Oh well after reading your post I want and registered for a new skill assessment and while I was trying to figure out where should I mention the ANZSCO code, Finally I found it was right in the first page where one should select 3.skills and after that just below the 4.RPL you get to choose your ANZSCO code, Which by the way I must have chosen the wrong code for myself.

So I had bear $200 more for this mistake!

Yes I did it on my own.

Thanks for enlightening me KeeDa ;-) ...


----------



## Gloria121 (Jul 30, 2015)

Ace is facing some technical difficulties now?


----------



## Rajgowda (Jul 27, 2013)

Gloria121 said:


> Ace is facing some technical difficulties now?


It's sorted out ...


----------



## Alhad (Aug 4, 2015)

Hi All,

Stage 1: 13 Aug 2015
Stage 2: 17 Aug 2015. Status: Allocated
Stage 4: 19 Aug 2015. Status: With Assessor
Stage 4: 20 Aug 2015. Status: In Progress
Stage 4: 21 Aug 2015. Status: With Assessor (again)

Cheers,
A


----------



## sanjay776 (Apr 23, 2013)

Hi,

Are you able to access ACS status page.
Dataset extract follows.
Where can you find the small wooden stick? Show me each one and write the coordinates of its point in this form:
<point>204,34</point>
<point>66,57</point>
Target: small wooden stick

After putting up my credentials it is giving "404 page not found"error. Not sure why this is happening. Yesterday morning it was working but after that till now it is not working.




Alhad said:


> Hi All,
> 
> Stage 1: 13 Aug 2015
> Stage 2: 17 Aug 2015. Status: Allocated
> ...


----------



## Alhad (Aug 4, 2015)

Hi Sanjay,

Yes. I just checked again, it is working. I am using this link - acs.org.au/my-acs/skills-assessment
But your signature shows your ACS is complete?

A


----------



## sanjay776 (Apr 23, 2013)

Hi,

Yes, my ACS has expired this month and lodge the application again. 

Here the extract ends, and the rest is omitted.